Member of the Bihar Legislative Assembly
- In office May 2014 – 10 November 2020
- Preceded by: Akhtarul Iman
- Succeeded by: Muhammad Izhar Asfi
- Constituency: Kochadhaman

Personal details
- Born: 27 December 1969 (age 56) Kairi Birpur, Kishanganj, Bihar
- Party: Rashtriya Janata Dal Janta Dal United
- Spouse: Gulchaman Roshan Ara
- Children: Three Daughters
- Education: Patna College, (B.A.) Hons.

= Mujahid Alam =

Indian politician (born 1969)

Mujahid Alam (born 27 December 1969) is an Indian politician. He was the member of Bihar Legislative Assembly May 2014 to November 2020 and represented Kochadhaman Vidhan Sabha constituency.
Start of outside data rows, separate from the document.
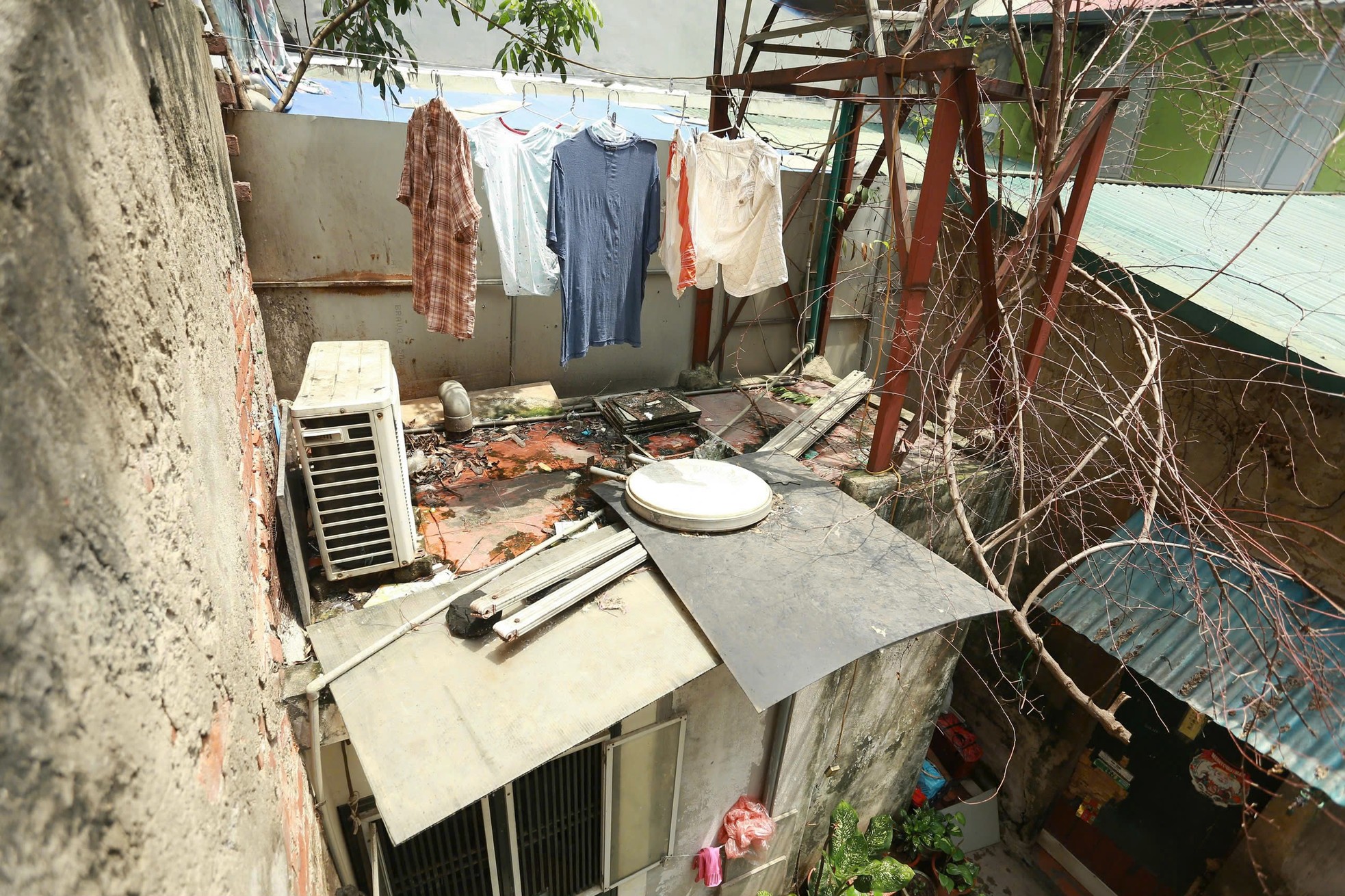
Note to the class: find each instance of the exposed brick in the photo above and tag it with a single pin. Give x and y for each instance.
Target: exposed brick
(210, 763)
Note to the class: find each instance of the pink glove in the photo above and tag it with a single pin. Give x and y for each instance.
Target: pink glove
(708, 867)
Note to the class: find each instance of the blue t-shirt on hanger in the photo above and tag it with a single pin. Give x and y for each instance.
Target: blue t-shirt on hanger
(603, 224)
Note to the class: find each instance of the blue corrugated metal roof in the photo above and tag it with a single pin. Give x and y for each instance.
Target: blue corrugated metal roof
(1262, 659)
(1277, 261)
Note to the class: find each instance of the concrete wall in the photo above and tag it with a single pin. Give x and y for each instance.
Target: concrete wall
(324, 207)
(638, 37)
(870, 722)
(1288, 854)
(872, 719)
(142, 750)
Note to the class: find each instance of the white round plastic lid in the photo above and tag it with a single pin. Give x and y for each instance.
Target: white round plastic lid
(698, 495)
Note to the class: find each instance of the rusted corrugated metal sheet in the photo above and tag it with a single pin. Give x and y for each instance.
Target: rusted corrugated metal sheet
(1265, 659)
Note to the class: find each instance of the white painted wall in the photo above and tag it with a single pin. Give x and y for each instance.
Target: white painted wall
(650, 38)
(324, 207)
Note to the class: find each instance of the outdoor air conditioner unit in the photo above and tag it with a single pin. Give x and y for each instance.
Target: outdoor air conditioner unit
(349, 430)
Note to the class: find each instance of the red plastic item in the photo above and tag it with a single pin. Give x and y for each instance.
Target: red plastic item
(746, 826)
(955, 746)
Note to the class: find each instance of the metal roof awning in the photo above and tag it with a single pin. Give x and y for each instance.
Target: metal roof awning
(1265, 661)
(439, 722)
(818, 584)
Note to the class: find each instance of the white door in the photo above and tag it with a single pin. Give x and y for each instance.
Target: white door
(1290, 111)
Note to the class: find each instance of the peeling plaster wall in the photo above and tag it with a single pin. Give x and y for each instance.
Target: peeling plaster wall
(142, 747)
(324, 209)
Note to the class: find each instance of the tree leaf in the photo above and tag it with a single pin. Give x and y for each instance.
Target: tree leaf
(854, 856)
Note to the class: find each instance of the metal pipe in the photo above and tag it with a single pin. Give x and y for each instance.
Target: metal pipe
(331, 825)
(607, 474)
(783, 713)
(506, 421)
(518, 421)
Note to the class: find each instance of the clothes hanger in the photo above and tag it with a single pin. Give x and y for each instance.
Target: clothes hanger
(523, 107)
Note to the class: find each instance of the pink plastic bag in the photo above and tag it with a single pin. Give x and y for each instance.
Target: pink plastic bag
(746, 826)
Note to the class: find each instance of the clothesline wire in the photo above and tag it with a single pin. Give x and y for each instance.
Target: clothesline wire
(451, 66)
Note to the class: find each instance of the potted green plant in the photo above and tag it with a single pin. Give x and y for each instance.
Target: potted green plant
(926, 833)
(857, 862)
(958, 876)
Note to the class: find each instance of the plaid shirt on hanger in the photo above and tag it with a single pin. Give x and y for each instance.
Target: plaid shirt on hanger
(437, 187)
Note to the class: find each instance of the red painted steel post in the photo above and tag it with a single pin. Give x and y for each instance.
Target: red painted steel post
(1063, 253)
(974, 150)
(915, 276)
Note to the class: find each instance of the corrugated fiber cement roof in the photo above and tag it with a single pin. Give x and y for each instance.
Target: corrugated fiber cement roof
(1264, 662)
(1274, 263)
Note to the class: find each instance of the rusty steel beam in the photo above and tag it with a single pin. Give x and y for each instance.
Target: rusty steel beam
(1032, 226)
(751, 64)
(1001, 90)
(919, 64)
(915, 274)
(1063, 252)
(974, 151)
(898, 200)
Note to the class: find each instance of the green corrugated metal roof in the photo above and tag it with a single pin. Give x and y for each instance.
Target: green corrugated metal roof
(1288, 285)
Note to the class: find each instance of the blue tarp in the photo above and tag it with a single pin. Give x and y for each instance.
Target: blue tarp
(1259, 655)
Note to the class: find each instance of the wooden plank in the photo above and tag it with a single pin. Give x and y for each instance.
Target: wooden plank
(805, 430)
(530, 400)
(572, 594)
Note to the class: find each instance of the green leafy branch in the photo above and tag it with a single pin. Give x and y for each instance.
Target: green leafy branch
(538, 31)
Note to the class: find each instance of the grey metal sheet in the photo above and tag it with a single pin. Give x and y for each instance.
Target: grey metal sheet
(813, 587)
(439, 723)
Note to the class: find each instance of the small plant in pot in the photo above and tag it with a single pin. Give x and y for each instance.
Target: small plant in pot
(857, 862)
(926, 837)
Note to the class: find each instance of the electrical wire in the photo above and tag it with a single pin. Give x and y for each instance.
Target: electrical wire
(449, 66)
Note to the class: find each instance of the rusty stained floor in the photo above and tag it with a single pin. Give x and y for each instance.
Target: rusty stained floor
(493, 494)
(497, 492)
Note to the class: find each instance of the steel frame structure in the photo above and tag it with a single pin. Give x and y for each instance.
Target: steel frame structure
(949, 79)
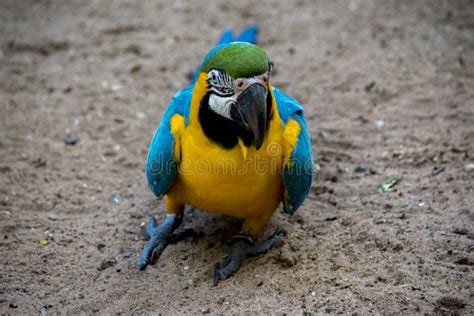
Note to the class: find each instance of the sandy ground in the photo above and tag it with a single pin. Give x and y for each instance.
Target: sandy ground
(388, 88)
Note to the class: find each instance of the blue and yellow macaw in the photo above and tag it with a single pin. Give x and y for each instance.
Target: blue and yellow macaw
(229, 144)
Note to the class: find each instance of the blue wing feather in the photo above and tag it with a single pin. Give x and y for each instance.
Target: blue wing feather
(298, 175)
(161, 165)
(249, 34)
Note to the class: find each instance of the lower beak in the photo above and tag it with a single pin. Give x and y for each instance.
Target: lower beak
(250, 112)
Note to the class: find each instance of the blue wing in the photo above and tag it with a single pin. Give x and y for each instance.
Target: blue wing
(298, 174)
(161, 165)
(249, 34)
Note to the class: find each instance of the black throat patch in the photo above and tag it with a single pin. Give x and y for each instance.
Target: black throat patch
(224, 131)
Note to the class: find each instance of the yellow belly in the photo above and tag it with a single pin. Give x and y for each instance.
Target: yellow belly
(239, 182)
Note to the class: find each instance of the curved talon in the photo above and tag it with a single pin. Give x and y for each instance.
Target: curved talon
(160, 237)
(239, 251)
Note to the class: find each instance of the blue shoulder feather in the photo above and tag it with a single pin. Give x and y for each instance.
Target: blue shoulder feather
(161, 165)
(298, 174)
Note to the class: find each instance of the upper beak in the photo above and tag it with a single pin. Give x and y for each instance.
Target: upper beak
(250, 112)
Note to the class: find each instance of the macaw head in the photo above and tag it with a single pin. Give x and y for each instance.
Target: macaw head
(237, 96)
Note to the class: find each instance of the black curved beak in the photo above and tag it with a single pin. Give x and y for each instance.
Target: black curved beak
(250, 112)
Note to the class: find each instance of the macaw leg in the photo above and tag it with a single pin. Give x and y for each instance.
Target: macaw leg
(160, 237)
(243, 246)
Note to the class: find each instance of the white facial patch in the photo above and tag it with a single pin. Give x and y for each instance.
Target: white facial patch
(221, 105)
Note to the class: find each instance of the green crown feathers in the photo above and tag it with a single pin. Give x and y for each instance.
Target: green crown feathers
(237, 59)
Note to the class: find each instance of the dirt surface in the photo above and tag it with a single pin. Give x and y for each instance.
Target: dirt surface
(388, 89)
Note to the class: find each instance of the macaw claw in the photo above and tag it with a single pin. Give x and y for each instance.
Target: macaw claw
(239, 251)
(160, 237)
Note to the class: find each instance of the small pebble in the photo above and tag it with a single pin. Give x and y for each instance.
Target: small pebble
(469, 166)
(116, 199)
(71, 139)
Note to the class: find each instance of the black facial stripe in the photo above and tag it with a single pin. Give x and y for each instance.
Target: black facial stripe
(221, 82)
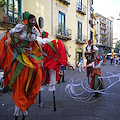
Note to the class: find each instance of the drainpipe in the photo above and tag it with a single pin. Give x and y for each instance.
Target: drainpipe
(52, 16)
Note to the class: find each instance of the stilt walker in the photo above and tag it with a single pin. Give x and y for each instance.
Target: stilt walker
(21, 58)
(90, 54)
(54, 56)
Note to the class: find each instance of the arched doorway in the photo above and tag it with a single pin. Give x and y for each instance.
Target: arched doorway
(79, 53)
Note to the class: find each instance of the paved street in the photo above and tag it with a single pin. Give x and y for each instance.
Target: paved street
(107, 107)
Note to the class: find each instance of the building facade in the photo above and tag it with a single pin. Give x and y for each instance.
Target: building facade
(104, 33)
(67, 20)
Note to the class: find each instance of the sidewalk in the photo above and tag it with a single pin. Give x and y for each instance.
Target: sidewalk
(107, 107)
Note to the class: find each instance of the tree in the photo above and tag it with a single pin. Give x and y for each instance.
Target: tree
(117, 47)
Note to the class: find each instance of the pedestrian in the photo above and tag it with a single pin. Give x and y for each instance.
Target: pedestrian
(61, 76)
(80, 65)
(96, 82)
(111, 60)
(54, 56)
(89, 54)
(22, 61)
(70, 65)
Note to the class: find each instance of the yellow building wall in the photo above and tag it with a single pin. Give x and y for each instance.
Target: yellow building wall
(44, 9)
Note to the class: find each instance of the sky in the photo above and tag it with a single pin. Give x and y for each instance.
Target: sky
(109, 8)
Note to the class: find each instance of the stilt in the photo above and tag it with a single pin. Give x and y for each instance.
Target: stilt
(23, 118)
(54, 100)
(40, 104)
(16, 117)
(88, 81)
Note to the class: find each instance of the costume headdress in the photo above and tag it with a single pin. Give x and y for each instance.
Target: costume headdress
(25, 20)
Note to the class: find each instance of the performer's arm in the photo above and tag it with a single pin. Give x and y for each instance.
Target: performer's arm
(38, 45)
(8, 41)
(89, 65)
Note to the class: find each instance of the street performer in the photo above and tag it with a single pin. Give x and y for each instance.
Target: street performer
(89, 54)
(21, 57)
(54, 56)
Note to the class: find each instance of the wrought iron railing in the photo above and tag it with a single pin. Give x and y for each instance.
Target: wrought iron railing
(63, 33)
(81, 38)
(13, 16)
(81, 8)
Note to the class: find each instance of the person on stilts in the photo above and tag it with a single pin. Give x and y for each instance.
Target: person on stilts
(21, 58)
(90, 54)
(54, 56)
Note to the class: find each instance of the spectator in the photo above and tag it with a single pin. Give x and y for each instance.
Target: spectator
(80, 65)
(70, 66)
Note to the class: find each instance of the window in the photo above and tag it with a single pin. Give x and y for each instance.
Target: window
(61, 23)
(79, 30)
(41, 22)
(79, 4)
(13, 10)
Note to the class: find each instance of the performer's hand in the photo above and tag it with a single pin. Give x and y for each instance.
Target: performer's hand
(7, 42)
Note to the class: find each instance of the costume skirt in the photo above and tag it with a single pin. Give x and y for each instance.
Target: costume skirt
(22, 62)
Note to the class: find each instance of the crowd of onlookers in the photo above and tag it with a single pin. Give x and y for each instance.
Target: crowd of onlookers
(115, 60)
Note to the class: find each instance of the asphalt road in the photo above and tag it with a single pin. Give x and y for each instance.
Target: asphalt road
(106, 107)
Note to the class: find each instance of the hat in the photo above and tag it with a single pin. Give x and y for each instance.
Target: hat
(25, 20)
(45, 34)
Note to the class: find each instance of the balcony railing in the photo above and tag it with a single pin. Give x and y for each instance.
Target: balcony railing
(11, 17)
(66, 2)
(64, 34)
(103, 33)
(103, 27)
(80, 8)
(81, 39)
(102, 21)
(103, 39)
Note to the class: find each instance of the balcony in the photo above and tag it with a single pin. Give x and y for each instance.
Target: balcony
(103, 39)
(11, 18)
(102, 27)
(102, 21)
(81, 39)
(103, 33)
(80, 8)
(66, 2)
(63, 34)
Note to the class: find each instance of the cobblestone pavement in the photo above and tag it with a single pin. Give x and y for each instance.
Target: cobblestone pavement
(107, 107)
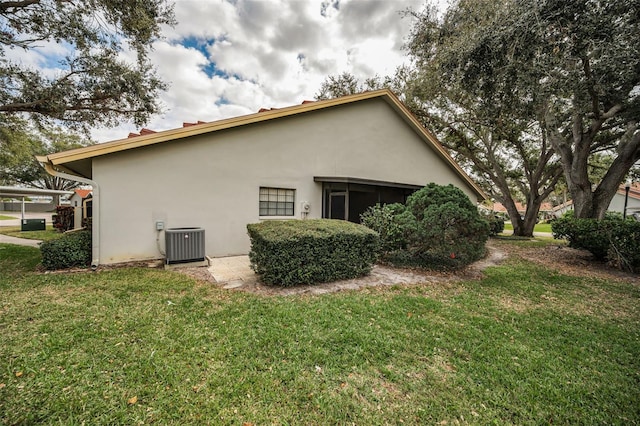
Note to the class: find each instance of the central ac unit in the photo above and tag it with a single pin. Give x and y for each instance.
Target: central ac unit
(184, 245)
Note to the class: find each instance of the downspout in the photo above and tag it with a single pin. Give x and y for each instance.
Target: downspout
(95, 221)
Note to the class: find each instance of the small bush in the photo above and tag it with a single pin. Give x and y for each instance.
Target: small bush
(293, 252)
(383, 220)
(68, 251)
(439, 228)
(611, 239)
(496, 222)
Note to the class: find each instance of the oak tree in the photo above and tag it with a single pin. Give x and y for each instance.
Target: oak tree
(105, 78)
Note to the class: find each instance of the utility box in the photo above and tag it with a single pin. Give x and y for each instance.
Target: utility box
(184, 245)
(33, 225)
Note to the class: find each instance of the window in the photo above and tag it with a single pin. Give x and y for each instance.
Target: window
(277, 201)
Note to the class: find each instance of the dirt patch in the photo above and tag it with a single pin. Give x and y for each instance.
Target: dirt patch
(566, 260)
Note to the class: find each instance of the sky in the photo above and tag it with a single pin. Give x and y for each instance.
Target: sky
(228, 58)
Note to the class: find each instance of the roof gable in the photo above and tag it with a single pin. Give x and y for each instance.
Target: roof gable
(78, 160)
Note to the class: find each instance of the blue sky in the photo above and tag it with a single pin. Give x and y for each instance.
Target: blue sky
(228, 58)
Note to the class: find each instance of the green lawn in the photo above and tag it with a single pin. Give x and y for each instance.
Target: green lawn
(524, 345)
(49, 234)
(540, 227)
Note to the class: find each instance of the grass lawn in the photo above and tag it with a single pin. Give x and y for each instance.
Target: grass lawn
(524, 345)
(49, 234)
(540, 227)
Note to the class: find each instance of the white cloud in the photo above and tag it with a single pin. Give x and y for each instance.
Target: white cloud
(268, 53)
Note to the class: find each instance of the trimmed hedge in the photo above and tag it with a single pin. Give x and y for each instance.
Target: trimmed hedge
(68, 251)
(292, 252)
(611, 239)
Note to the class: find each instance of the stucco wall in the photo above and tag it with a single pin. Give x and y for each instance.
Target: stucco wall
(212, 181)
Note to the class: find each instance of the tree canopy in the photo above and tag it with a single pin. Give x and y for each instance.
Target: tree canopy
(101, 82)
(572, 66)
(20, 142)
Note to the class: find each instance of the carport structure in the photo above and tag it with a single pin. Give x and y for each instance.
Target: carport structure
(21, 193)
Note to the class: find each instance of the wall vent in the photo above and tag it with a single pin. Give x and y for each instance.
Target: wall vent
(184, 245)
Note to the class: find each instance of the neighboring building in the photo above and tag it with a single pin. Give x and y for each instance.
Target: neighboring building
(330, 159)
(616, 204)
(633, 201)
(561, 209)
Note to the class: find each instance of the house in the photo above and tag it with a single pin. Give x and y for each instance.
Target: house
(616, 204)
(633, 200)
(561, 209)
(324, 159)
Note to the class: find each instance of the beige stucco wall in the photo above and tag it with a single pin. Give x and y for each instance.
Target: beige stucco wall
(212, 181)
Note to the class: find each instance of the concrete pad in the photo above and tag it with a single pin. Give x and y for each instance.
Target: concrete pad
(197, 264)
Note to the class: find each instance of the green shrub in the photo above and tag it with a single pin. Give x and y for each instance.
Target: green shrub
(293, 252)
(383, 220)
(611, 239)
(440, 228)
(496, 223)
(70, 250)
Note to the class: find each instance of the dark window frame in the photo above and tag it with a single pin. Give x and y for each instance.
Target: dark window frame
(274, 202)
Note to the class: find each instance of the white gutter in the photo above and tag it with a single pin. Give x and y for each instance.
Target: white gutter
(95, 220)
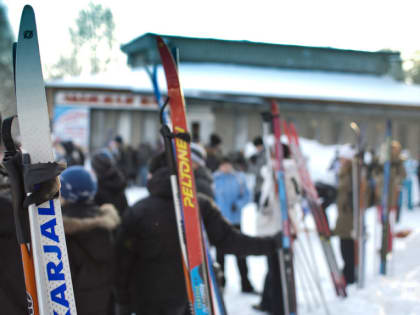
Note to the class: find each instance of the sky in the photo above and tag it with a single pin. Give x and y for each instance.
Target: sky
(358, 24)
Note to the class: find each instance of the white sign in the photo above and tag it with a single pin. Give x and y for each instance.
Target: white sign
(72, 123)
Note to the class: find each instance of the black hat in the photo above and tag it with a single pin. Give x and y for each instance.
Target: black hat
(101, 163)
(258, 141)
(118, 139)
(157, 162)
(215, 140)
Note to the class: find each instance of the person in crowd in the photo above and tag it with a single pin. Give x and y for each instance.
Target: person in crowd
(144, 153)
(256, 162)
(328, 195)
(214, 152)
(111, 182)
(69, 152)
(88, 230)
(202, 175)
(397, 176)
(372, 168)
(12, 283)
(125, 158)
(150, 273)
(231, 196)
(335, 166)
(344, 224)
(269, 223)
(239, 161)
(406, 193)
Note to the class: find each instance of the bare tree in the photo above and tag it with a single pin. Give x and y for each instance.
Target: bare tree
(92, 39)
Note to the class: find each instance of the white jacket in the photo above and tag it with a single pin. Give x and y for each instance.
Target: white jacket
(269, 213)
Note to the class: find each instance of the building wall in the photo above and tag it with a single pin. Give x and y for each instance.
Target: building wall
(238, 122)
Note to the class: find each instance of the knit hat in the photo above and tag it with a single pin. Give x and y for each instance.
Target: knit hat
(346, 152)
(215, 140)
(198, 154)
(258, 141)
(77, 185)
(101, 162)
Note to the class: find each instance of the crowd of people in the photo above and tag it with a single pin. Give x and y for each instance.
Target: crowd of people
(127, 260)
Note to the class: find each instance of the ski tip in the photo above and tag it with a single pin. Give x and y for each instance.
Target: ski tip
(159, 41)
(27, 23)
(27, 9)
(355, 127)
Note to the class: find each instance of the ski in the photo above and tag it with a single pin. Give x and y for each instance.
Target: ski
(195, 251)
(286, 252)
(386, 229)
(316, 210)
(358, 207)
(48, 245)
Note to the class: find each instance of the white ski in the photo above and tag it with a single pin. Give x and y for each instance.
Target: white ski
(52, 270)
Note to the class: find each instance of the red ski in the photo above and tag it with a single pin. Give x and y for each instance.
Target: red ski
(197, 265)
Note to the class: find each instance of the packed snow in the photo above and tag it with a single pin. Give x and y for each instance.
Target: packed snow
(396, 293)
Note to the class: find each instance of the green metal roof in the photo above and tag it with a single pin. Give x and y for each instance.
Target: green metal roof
(142, 51)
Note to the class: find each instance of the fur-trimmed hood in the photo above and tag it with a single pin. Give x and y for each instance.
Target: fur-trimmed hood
(104, 217)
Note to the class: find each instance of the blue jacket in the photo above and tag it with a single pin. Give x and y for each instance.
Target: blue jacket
(231, 194)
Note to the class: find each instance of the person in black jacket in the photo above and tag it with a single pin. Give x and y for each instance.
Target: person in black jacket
(111, 182)
(150, 273)
(89, 242)
(12, 283)
(202, 175)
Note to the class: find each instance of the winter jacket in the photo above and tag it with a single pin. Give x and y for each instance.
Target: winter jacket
(150, 272)
(204, 181)
(231, 194)
(111, 189)
(91, 254)
(397, 176)
(12, 283)
(256, 162)
(214, 156)
(269, 214)
(344, 224)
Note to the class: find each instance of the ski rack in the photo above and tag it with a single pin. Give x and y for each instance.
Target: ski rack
(318, 214)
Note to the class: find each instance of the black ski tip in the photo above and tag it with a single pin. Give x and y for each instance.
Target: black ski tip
(28, 8)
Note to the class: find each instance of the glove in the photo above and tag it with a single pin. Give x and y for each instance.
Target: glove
(123, 309)
(234, 208)
(278, 240)
(42, 181)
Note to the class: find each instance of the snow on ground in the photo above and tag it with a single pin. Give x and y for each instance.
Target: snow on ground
(396, 293)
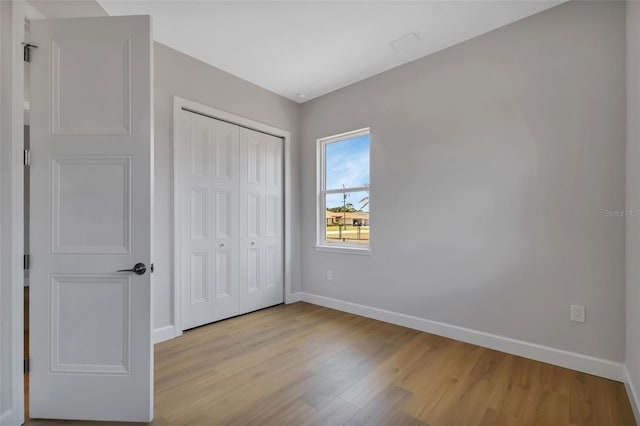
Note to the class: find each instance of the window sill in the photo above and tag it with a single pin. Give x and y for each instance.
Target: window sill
(345, 250)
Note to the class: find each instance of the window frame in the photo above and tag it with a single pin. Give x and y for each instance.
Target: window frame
(322, 192)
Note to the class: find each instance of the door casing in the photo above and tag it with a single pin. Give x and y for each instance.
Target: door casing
(13, 14)
(178, 104)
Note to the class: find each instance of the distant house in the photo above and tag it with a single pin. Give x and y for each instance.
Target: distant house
(347, 218)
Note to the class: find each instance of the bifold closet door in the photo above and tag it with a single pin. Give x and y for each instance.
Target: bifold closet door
(209, 165)
(261, 235)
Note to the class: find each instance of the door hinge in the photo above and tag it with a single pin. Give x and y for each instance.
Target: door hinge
(26, 52)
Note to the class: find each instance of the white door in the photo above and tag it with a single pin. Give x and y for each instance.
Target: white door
(209, 193)
(230, 192)
(261, 260)
(91, 199)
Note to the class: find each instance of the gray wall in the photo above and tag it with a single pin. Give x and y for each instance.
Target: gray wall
(492, 165)
(633, 196)
(177, 74)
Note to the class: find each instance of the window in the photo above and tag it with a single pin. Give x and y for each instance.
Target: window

== Early life and education ==
Alam was born in village Kairi Birpur in Kishanganj, Bihar and completed his Bachelor of Arts (Honours) at Patna College in 1990.

== Personal life ==
His father's name is Jamilur Rahman. Mujahid Alam is married to Gulchaman Roshan Ara. He has three daughters.

== Political career ==
He entered politics in the year 2010. He was elected as a member of the Bihar Legislative Assembly in May 2014 Kochadhaman assembly by-election as JD(U) candidate. And again retained his seat in 2015 Bihar Vidhan Sabha election by defeating Akhtarul Iman of AIMIM. He was unable to hold his position in 2020 assembly election and lost to Izhar Asfi of AIMIM by a margin of more than 40000 votes. He is set to contest the 2024 Parliamentary Elections as Janata Dal(United) candidate from the Kishanganj Lok Sabha seat.